A few weeks ago, the seventh (and final) season of Younger dropped, and I was pretty stoked. I had binged the first six seasons less than a year ago and thought it was a perfect lockdown watch. The show, about a 40-year-old suburban mom who pretends to be 26 in order to get a job in publishing, is total brain candy. Nothing is particularly believable (Designer outfits! Only one literary agent in all of New York! A book gets published in six weeks!), but there is enough truth at its core to keep me hooked.
After all, I am a middle-aged woman working at a digital marketing agency where I’m often the oldest person in the (virtual) room. I’m also trying to launch a second career as a middle-aged author in a culture that is largely obsessed with youth. It’s a real hustle, trying to stay current while remaining true to yourself.
But I digress. Back to Younger. I began watching the first episode of the new season and realized that I had no clue what was going on, so I rewatched the last episode of season six to catch up. To my dismay, I still couldn’t follow. I mean, I knew who all the characters were, but I could not remember at all how they’d gotten to that point in the story. It became clear that I’d have to start the whole series over again, which is alarming because it hasn’t even been a year and I’ve forgotten entire storylines and some pretty major plot twists. It’s like I’m watching the show for the first time, really, and that is unsettling. Exactly how much have I aged this past year??

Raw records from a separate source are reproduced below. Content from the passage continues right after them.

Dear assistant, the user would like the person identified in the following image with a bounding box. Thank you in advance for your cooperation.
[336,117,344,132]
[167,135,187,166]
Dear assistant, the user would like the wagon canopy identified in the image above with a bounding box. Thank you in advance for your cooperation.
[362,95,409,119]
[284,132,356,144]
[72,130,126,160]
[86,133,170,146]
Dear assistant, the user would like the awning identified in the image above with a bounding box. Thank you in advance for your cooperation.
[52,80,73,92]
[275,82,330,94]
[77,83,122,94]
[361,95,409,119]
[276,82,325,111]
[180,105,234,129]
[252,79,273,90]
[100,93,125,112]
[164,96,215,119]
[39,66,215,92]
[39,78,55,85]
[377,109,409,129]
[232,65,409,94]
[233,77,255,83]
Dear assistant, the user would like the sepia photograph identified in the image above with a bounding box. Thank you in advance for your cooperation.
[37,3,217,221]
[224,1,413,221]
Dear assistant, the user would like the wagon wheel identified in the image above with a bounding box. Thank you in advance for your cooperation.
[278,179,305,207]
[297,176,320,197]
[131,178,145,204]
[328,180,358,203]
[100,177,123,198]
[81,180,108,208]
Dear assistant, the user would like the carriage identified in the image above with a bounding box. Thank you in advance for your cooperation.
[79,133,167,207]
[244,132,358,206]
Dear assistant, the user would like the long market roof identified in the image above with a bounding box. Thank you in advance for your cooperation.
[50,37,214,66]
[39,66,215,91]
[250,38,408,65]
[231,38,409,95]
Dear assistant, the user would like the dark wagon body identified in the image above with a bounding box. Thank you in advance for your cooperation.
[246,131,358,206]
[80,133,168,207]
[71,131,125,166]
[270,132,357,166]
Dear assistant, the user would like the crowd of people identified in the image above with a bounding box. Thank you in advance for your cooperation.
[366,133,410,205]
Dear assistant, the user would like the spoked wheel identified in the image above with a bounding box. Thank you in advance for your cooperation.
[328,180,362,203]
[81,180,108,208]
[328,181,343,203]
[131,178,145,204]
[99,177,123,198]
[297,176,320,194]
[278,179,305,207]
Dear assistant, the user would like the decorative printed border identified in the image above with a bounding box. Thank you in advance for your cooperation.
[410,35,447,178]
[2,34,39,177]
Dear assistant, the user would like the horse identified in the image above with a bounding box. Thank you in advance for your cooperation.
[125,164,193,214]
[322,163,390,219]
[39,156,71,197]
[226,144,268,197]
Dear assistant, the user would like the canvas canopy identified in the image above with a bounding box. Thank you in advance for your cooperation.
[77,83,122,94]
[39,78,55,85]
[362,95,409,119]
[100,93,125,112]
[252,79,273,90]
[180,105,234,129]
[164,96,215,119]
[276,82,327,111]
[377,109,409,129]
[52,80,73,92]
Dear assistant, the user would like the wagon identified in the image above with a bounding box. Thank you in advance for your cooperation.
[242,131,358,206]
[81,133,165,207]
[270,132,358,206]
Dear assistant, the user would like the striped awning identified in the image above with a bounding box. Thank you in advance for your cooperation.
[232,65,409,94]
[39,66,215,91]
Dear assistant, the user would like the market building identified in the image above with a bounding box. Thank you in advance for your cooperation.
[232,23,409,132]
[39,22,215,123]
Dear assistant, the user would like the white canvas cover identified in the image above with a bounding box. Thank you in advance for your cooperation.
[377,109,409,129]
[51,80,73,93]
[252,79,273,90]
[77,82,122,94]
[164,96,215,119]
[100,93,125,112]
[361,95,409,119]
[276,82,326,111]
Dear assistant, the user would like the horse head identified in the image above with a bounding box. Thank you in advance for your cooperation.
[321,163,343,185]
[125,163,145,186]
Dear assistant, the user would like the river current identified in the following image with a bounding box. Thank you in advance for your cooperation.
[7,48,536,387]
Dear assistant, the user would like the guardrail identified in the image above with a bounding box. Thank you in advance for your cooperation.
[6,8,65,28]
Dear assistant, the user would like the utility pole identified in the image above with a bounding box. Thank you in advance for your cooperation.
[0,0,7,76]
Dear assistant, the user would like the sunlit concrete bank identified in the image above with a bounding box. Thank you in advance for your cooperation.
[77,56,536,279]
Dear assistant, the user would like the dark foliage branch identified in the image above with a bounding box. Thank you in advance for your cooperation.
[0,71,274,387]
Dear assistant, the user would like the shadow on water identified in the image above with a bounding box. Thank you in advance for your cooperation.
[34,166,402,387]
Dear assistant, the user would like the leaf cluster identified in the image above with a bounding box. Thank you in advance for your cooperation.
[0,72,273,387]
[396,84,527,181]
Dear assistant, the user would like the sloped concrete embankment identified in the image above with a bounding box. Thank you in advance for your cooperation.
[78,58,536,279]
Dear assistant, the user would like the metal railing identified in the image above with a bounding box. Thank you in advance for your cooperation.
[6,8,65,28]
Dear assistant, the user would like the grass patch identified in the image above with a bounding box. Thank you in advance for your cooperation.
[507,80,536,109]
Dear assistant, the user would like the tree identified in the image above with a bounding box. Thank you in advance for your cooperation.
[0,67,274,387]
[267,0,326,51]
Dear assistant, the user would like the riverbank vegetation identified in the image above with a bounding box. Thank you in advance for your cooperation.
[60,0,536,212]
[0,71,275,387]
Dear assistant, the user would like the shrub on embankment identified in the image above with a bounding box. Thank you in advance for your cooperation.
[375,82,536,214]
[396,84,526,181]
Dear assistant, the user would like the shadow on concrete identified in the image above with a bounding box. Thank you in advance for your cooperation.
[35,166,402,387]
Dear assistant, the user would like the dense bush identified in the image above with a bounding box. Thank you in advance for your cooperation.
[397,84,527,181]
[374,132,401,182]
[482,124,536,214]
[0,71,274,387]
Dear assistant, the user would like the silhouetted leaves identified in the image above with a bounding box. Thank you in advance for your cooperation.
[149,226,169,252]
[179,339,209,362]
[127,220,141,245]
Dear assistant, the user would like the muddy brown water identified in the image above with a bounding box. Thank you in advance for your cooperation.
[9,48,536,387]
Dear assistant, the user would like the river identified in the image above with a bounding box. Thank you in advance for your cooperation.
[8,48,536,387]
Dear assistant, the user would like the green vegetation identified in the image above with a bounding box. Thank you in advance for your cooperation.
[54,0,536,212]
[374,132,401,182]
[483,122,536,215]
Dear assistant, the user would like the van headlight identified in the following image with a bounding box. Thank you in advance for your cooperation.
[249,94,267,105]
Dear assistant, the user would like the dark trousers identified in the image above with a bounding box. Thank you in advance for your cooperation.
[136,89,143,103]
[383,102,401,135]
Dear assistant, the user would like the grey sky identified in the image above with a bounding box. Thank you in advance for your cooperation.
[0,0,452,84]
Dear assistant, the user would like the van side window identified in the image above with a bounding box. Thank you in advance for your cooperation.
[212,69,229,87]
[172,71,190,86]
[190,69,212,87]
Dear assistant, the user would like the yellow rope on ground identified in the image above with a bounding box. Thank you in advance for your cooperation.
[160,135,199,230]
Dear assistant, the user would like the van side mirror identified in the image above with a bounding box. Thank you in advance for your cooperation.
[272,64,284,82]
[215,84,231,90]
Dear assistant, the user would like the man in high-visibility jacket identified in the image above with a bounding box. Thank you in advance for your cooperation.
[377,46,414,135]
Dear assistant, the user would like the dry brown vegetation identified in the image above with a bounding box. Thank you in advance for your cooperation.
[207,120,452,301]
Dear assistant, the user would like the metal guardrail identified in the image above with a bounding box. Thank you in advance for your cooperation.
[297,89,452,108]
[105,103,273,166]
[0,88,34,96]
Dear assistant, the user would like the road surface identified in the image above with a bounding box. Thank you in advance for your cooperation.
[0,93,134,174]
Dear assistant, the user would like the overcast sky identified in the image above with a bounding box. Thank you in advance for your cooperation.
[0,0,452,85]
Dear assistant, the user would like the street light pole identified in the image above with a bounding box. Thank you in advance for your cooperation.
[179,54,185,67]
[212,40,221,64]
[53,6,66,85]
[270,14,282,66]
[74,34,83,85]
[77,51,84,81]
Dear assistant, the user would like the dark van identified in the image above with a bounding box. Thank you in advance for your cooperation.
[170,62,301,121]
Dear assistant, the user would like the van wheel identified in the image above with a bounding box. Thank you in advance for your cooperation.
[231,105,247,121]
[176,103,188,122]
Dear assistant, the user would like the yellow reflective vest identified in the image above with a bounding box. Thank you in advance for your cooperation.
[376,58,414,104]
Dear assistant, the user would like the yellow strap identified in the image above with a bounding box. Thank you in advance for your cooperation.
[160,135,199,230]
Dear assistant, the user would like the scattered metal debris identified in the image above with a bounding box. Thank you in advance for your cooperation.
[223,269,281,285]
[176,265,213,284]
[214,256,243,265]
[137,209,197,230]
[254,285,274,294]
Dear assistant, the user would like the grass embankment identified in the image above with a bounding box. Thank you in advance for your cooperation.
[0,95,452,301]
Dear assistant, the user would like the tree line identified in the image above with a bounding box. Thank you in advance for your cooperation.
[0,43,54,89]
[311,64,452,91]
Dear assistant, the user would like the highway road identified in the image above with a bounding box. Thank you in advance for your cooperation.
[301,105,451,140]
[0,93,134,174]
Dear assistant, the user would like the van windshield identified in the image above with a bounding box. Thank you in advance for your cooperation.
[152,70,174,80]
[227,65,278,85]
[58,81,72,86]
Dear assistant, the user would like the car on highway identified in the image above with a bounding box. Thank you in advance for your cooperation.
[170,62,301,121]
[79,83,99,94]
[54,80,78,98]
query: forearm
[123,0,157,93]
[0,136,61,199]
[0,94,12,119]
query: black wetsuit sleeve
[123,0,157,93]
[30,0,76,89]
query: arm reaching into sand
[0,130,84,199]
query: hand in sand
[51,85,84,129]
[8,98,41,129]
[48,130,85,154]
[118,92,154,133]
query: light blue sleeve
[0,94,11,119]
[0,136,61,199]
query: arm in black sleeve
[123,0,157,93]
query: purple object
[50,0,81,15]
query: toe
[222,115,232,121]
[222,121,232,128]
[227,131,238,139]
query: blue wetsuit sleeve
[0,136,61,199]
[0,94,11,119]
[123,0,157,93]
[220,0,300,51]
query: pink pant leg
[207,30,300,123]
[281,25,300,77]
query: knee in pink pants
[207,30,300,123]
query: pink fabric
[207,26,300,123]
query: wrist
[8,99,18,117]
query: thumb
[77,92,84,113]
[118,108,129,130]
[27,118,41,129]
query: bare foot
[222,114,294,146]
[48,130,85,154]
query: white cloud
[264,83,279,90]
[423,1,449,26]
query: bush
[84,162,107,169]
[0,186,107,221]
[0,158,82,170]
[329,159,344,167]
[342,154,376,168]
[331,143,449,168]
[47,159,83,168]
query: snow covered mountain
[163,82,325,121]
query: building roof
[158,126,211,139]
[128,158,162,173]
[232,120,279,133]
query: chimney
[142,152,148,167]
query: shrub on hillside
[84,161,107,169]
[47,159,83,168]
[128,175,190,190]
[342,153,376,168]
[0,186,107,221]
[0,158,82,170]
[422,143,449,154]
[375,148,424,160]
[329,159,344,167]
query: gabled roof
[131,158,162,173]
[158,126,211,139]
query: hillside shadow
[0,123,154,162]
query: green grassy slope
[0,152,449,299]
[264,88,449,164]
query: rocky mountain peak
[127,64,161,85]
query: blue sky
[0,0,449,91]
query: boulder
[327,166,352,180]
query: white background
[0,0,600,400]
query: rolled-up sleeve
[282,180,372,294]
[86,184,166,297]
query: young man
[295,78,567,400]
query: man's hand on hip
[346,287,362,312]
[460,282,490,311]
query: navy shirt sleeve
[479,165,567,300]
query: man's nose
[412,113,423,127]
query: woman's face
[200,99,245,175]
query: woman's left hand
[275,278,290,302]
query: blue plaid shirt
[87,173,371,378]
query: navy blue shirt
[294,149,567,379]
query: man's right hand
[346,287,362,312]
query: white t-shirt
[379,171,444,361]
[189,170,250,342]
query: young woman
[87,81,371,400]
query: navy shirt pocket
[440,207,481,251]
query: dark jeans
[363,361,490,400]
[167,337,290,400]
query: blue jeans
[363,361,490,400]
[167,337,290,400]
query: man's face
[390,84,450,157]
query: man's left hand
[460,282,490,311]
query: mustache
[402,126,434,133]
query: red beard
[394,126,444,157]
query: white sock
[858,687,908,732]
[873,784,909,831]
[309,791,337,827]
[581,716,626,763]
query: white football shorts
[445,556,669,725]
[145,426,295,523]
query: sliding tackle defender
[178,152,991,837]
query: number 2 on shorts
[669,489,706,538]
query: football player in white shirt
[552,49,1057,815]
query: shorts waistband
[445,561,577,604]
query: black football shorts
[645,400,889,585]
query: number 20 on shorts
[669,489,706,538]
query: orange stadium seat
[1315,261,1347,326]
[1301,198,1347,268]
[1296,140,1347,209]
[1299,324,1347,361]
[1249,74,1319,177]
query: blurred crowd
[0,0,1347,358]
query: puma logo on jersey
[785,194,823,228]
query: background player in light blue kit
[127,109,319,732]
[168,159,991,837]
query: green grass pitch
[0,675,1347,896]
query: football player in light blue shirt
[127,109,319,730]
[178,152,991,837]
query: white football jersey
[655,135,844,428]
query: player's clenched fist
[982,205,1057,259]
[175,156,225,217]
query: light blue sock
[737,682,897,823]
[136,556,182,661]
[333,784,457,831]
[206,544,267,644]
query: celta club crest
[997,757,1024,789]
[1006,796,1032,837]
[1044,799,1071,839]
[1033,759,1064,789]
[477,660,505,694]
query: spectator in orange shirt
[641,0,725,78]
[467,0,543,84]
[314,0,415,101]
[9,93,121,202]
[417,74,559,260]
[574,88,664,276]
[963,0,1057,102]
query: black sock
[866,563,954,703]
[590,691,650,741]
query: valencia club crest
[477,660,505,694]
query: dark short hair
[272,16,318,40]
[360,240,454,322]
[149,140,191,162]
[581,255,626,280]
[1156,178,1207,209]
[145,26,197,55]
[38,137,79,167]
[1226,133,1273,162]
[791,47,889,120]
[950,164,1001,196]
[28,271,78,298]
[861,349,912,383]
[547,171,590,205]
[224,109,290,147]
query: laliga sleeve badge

At the same time, I’ve been browsing the spring/summer collections from some of my favourite fashion brands and it looks like this could be the year I age out of fashion. All the vests, bodysuits and high-waisted pants feel like a throwback to how I dressed in my 20s, and it just doesn’t look right to me anymore.
A year spent away from the office definitely has not helped. Now that I don’t have a constant infusion of sartorial inspiration from young, fashionable co-workers, I can feel my suburban mom tendencies rising. “Why work so hard to keep up?” I ask myself. “What are you trying to prove, even?”
Another thing I ask: “Isn’t it time you started wearing statement jewelry?”
Things are looking pretty bleak, I tell ya.
But this Mary Ruefle piece, while harrowing at times, gives me hope.
And my guess is that, if I can maintain a sense of humour about aging and approach it with openness and curiosity, I’ll come out relatively unscathed on the other side—older, yes, but also no longer exhausted from trying to stay/look/act young.
Besides, as I’ve said before, Chinese granny is my ultimate style goal. And only then will I let sweater vests back into my life.